The Washington Redskins recently finished the hiring of their new coaching staff with the addition of Sherman Smith, formerly the Tennessee Titans assistant head coach/running backs, as offensive coordinator.
Smith, 53, joins former Seattle Seahawks teammate and new Redskins head coach Jim Zorn in Washington, after spending 13 seasons overseeing the ground attack with the Titans. Smith spent eight seasons as an NFL running back, including seven, in Seattle, with Zorn.
Before joining the Titans coaching staff, Smith spent time at the University of Illinois working with both the running backs and the tight ends. He began his college coaching career as the running backs coach at Miami University (Ohio), where he played quarterback for four seasons.
Under both Zorn and Smith the Redskins will employ some form of the West Coast offense. After hiring Smith, Zorn announced that he would be calling the offensive plays but that Smith will have a key role in teaching and implementing the new offense.
While there are many different versions of the West Coast offense, the basic philosophy is a pass-first attack that relies on short, horizontal passes. As defenses concentrate on stopping the short throws, running lanes and deep passing routes tend to open up.
Quarterbacks in this system must be highly accurate, mobile and instinctive. They have the ability to deliver quick, short, precise passes but do not necessarily have to have a "big arm."
In the West Coast offense both receivers and running backs have key roles. Receivers are expected to run precise routes, have sure hands and be able to make plays in traffic. Running backs, first and foremost, must be able to run the ball but are also an important part of the passing game. Typically, running backs are asked to catch the ball as often as they run the ball.
Under Smith, the Titans' running game enjoyed plenty of success. In 2007, the Titans boosted the fifth-best rushing attack in the NFL, running for 2,228 yards, including LenDale White's 1,110 yards and seven touchdowns. In addition to White, Smith has coached several 1,000 backs including, Travis Henry, Chris Brown and Eddie George.

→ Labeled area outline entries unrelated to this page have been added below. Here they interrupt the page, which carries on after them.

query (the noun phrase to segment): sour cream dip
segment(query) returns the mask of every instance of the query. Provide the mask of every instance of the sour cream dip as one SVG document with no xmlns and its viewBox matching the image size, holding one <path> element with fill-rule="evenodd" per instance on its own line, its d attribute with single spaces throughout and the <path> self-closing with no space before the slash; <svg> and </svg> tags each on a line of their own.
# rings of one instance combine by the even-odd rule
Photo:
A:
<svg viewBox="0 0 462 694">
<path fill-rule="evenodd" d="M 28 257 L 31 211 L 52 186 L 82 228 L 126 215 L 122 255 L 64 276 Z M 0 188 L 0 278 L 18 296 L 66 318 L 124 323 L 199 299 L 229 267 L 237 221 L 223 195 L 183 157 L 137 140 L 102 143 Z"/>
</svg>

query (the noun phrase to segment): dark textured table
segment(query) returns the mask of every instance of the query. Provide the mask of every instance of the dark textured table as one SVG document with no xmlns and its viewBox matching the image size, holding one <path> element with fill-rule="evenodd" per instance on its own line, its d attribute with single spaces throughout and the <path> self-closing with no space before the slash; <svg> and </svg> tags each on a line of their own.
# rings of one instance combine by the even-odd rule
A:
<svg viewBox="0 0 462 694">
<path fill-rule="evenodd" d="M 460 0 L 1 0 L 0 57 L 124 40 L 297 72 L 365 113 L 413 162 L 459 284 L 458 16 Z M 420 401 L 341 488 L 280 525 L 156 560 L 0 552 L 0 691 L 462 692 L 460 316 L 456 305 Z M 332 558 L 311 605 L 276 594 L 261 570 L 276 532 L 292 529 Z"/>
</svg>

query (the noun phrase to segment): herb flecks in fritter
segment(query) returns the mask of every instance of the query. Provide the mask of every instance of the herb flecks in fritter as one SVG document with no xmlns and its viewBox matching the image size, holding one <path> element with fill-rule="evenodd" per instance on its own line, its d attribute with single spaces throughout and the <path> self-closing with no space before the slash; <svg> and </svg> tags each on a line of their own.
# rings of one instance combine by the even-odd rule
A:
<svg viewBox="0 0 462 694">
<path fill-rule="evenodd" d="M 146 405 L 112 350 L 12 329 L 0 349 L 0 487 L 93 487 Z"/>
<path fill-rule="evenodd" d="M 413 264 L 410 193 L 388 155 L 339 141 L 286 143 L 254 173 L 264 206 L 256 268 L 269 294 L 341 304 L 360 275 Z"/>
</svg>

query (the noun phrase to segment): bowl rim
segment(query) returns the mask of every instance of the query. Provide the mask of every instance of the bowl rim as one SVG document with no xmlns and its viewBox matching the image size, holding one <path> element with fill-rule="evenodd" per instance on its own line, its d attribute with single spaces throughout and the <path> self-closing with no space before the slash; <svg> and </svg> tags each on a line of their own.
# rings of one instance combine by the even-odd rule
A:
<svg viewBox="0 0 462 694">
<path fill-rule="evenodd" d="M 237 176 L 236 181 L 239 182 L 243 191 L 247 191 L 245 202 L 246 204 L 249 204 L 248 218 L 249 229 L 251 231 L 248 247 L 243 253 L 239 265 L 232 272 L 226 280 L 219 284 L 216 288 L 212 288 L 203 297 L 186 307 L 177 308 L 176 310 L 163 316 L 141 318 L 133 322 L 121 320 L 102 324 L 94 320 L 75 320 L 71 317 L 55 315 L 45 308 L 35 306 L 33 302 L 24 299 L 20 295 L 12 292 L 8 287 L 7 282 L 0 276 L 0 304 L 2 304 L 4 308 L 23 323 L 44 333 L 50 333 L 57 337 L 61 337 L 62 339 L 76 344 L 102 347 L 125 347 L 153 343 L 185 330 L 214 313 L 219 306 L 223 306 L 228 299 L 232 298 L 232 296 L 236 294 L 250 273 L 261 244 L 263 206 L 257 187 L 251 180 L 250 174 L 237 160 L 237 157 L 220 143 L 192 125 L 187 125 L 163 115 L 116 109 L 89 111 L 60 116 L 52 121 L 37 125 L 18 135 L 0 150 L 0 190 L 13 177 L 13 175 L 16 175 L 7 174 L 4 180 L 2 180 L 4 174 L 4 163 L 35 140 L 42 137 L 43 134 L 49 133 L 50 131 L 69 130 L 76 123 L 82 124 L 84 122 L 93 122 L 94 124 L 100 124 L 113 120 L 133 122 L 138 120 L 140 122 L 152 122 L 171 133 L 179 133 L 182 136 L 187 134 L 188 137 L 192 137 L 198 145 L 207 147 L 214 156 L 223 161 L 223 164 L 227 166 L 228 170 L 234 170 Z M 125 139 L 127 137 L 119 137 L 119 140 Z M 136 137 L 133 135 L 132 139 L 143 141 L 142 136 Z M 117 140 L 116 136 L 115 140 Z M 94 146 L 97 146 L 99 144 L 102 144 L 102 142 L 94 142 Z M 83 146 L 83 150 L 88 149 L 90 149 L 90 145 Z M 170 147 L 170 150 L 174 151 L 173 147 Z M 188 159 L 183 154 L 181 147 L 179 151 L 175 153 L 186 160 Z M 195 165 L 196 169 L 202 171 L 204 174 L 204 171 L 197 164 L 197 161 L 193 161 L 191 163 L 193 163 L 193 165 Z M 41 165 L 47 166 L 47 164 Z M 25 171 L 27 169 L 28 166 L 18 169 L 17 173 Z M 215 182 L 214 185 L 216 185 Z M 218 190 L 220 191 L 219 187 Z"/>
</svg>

With the Redskins Smith inherits running back Clinton Portis. In 2007, Portis ran for 1,314 yards, good for fifth-most in the NFL, adding 11 rushing touchdowns. He also caught 51 passes for 417 yards. Portis should benefit the most from the Redskins' shift in offensive philosophy. Look for his rushing statistics to be similar but his receiving numbers to increase, thus making him a top fantasy back once again next season.
Quarterback Jason Campbell's season was cut short after he dislocated his left knee cap in Week 14. Despite a four-game winning streak under backup quarterback Todd Collins that led to a playoff berth, Zorn has named Campbell the starter heading into next season.
Campbell must improve on his 57.7 career completion percentage. While Smith is the offensive coordinator, Zorn is expected to work very closely with Campbell. Campbell should have the mobility, even after the injury, necessary for a quarterback in this system, were he needs to improvement is with timing, accuracy and decision-making.
In the receiving game the Redskins have several reliable options including wideouts Santana Moss and Antwaan Randle El, as well as, tight end Chris Cooley. Cooley led all Redskins with 71 catches; Moss (61 receptions) and Randle El (51 receptions) made up the No. 2-3 spots, respectively. Look for these totals to increase under the new pass-first ideology.
The Redskins need to get under the salary cap, so look for them to try to add a big bodied, sure-handed receiver, either, in free agency or the NFL Draft. Some names to keep an eye on in the free-agent market are Arizona Cardinals' Bryant Johnson and Seattle Seahawks' D.J. Hackett. In the draft, look for Oklahoma Sooners wide receiver Malcolm Kelly and Texas Longhorns wide receiver Limas Sweed to be on the Redskins radar.